LKML Archive on lore.kernel.org
help / color / mirror / Atom feed
From: David Ahern <dsahern@gmail.com>
To: Eric Dumazet <edumazet@google.com>
Cc: Yunsheng Lin <linyunsheng@huawei.com>,
David Miller <davem@davemloft.net>,
Jakub Kicinski <kuba@kernel.org>,
Alexander Duyck <alexander.duyck@gmail.com>,
Russell King <linux@armlinux.org.uk>,
Marcin Wojtas <mw@semihalf.com>,
linuxarm@openeuler.org, Yisen Zhuang <yisen.zhuang@huawei.com>,
Salil Mehta <salil.mehta@huawei.com>,
Thomas Petazzoni <thomas.petazzoni@bootlin.com>,
Jesper Dangaard Brouer <hawk@kernel.org>,
Ilias Apalodimas <ilias.apalodimas@linaro.org>,
Alexei Starovoitov <ast@kernel.org>,
Daniel Borkmann <daniel@iogearbox.net>,
John Fastabend <john.fastabend@gmail.com>,
Andrew Morton <akpm@linux-foundation.org>,
Peter Zijlstra <peterz@infradead.org>,
Will Deacon <will@kernel.org>,
Matthew Wilcox <willy@infradead.org>,
Vlastimil Babka <vbabka@suse.cz>,
Fenghua Yu <fenghua.yu@intel.com>, Roman Gushchin <guro@fb.com>,
Peter Xu <peterx@redhat.com>, "Tang, Feng" <feng.tang@intel.com>,
Jason Gunthorpe <jgg@ziepe.ca>,
mcroce@microsoft.com, Hugh Dickins <hughd@google.com>,
Jonathan Lemon <jonathan.lemon@gmail.com>,
Alexander Lobakin <alobakin@pm.me>,
Willem de Bruijn <willemb@google.com>, wenxu <wenxu@ucloud.cn>,
Cong Wang <cong.wang@bytedance.com>,
Kevin Hao <haokexin@gmail.com>,
Aleksandr Nogikh <nogikh@google.com>,
Marco Elver <elver@google.com>, Yonghong Song <yhs@fb.com>,
kpsingh@kernel.org, Andrii Nakryiko <andrii@kernel.org>,
Martin KaFai Lau <kafai@fb.com>, Song Liu <songliubraving@fb.com>,
netdev <netdev@vger.kernel.org>,
LKML <linux-kernel@vger.kernel.org>, bpf <bpf@vger.kernel.org>,
chenhao288@hisilicon.com,
Hideaki YOSHIFUJI <yoshfuji@linux-ipv6.org>,
David Ahern <dsahern@kernel.org>,
memxor@gmail.com, linux@rempel-privat.de,
Antoine Tenart <atenart@kernel.org>, Wei Wang <weiwan@google.com>,
Taehee Yoo <ap420073@gmail.com>, Arnd Bergmann <arnd@arndb.de>,
Mat Martineau <mathew.j.martineau@linux.intel.com>,
aahringo@redhat.com, ceggers@arri.de, yangbo.lu@nxp.com,
Florian Westphal <fw@strlen.de>,
xiangxia.m.yue@gmail.com, linmiaohe <linmiaohe@huawei.com>,
Christoph Hellwig <hch@lst.de>
Subject: Re: [Linuxarm] Re: [PATCH RFC 0/7] add socket to netdev page frag recycling support
Date: Wed, 25 Aug 2021 09:38:55 -0700 [thread overview]

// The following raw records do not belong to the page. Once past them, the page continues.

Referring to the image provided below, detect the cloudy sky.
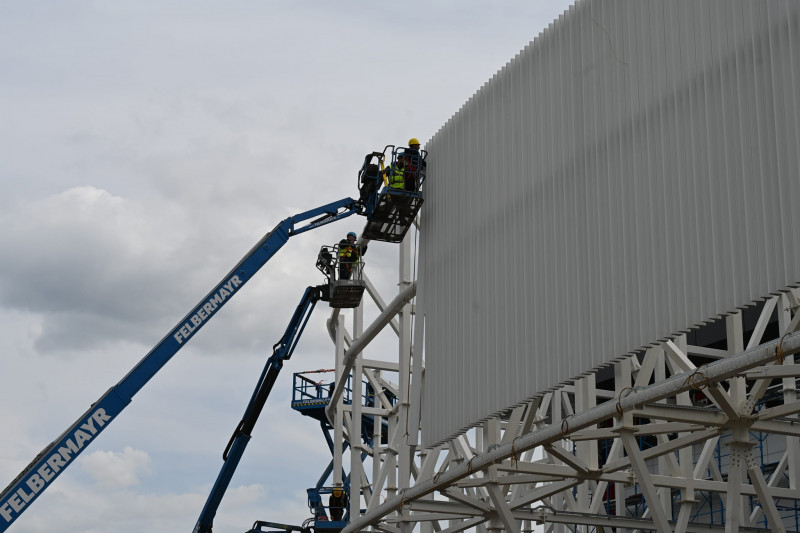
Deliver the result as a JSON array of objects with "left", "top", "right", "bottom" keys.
[{"left": 0, "top": 0, "right": 569, "bottom": 533}]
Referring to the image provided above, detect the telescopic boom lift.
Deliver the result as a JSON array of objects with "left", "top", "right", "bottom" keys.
[{"left": 0, "top": 146, "right": 424, "bottom": 533}]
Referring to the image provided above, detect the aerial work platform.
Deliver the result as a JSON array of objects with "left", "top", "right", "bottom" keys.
[
  {"left": 358, "top": 145, "right": 428, "bottom": 242},
  {"left": 363, "top": 188, "right": 424, "bottom": 242}
]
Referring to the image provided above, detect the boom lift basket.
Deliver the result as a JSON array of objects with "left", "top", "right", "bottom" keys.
[
  {"left": 358, "top": 146, "right": 428, "bottom": 242},
  {"left": 317, "top": 244, "right": 366, "bottom": 309}
]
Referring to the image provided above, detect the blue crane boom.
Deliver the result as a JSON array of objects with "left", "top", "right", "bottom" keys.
[
  {"left": 0, "top": 198, "right": 360, "bottom": 533},
  {"left": 194, "top": 287, "right": 323, "bottom": 533}
]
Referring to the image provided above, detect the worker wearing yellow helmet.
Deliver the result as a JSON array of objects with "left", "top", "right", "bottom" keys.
[
  {"left": 403, "top": 137, "right": 425, "bottom": 191},
  {"left": 328, "top": 487, "right": 347, "bottom": 522}
]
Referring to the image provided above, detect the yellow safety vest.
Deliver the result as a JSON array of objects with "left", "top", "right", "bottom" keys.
[{"left": 389, "top": 165, "right": 406, "bottom": 189}]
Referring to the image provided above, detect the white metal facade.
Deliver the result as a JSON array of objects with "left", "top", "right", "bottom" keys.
[{"left": 417, "top": 0, "right": 800, "bottom": 446}]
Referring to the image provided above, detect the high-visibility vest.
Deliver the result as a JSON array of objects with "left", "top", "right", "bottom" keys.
[
  {"left": 389, "top": 165, "right": 406, "bottom": 189},
  {"left": 339, "top": 244, "right": 360, "bottom": 263}
]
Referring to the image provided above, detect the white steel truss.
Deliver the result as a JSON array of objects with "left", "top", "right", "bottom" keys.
[{"left": 328, "top": 239, "right": 800, "bottom": 533}]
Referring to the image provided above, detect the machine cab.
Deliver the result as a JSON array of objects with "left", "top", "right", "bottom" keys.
[
  {"left": 358, "top": 145, "right": 428, "bottom": 242},
  {"left": 317, "top": 243, "right": 366, "bottom": 308}
]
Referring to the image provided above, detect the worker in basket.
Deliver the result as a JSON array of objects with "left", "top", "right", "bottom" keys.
[
  {"left": 403, "top": 137, "right": 425, "bottom": 191},
  {"left": 328, "top": 487, "right": 347, "bottom": 522},
  {"left": 383, "top": 151, "right": 406, "bottom": 191},
  {"left": 339, "top": 231, "right": 367, "bottom": 279}
]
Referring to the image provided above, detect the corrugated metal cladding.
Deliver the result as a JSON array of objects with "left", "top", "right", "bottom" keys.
[{"left": 419, "top": 0, "right": 800, "bottom": 446}]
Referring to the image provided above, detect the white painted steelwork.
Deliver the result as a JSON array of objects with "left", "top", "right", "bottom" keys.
[{"left": 412, "top": 0, "right": 800, "bottom": 447}]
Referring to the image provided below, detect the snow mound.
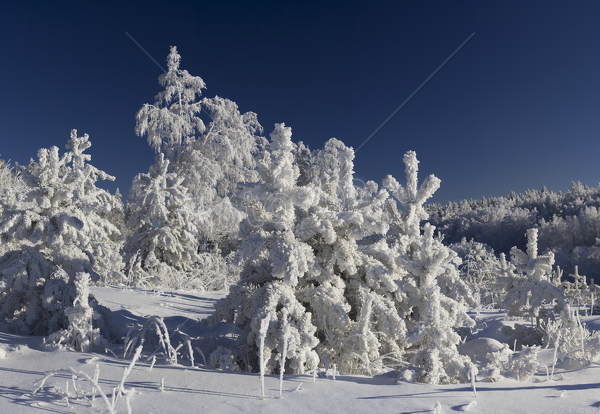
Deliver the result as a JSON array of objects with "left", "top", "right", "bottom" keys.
[{"left": 458, "top": 338, "right": 504, "bottom": 363}]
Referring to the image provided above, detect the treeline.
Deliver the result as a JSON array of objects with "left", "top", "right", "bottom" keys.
[{"left": 428, "top": 182, "right": 600, "bottom": 281}]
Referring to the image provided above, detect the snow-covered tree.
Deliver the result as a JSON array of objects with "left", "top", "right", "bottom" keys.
[
  {"left": 384, "top": 151, "right": 474, "bottom": 384},
  {"left": 123, "top": 153, "right": 200, "bottom": 285},
  {"left": 296, "top": 138, "right": 408, "bottom": 374},
  {"left": 136, "top": 46, "right": 266, "bottom": 253},
  {"left": 211, "top": 124, "right": 319, "bottom": 373},
  {"left": 0, "top": 130, "right": 120, "bottom": 335},
  {"left": 504, "top": 229, "right": 565, "bottom": 322}
]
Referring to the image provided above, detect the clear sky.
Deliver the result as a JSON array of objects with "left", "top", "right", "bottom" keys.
[{"left": 0, "top": 0, "right": 600, "bottom": 203}]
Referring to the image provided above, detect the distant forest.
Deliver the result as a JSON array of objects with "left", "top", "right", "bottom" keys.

Message-ID: <2d2154f4-c735-a9b3-7940-f8830fee6229@gmail.com> (raw)
In-Reply-To: <CANn89iKqijGU_0dQMeyMJ2h2MJE3=fLm8qb456G3ZD_7TrLt_A@mail.gmail.com>
On 8/25/21 9:32 AM, Eric Dumazet wrote:
> On Wed, Aug 25, 2021 at 9:29 AM David Ahern <dsahern@gmail.com> wrote:
>>
>> On 8/23/21 8:04 AM, Eric Dumazet wrote:
>>>>
>>>>
>>>> It seems PAGE_ALLOC_COSTLY_ORDER is mostly related to pcp page, OOM, memory
>>>> compact and memory isolation, as the test system has a lot of memory installed
>>>> (about 500G, only 3-4G is used), so I used the below patch to test the max
>>>> possible performance improvement when making TCP frags twice bigger, and
>>>> the performance improvement went from about 30Gbit to 32Gbit for one thread
>>>> iperf tcp flow in IOMMU strict mode,
>>>
>>> This is encouraging, and means we can do much better.
>>>
>>> Even with SKB_FRAG_PAGE_ORDER set to 4, typical skbs will need 3 mappings
>>>
>>> 1) One for the headers (in skb->head)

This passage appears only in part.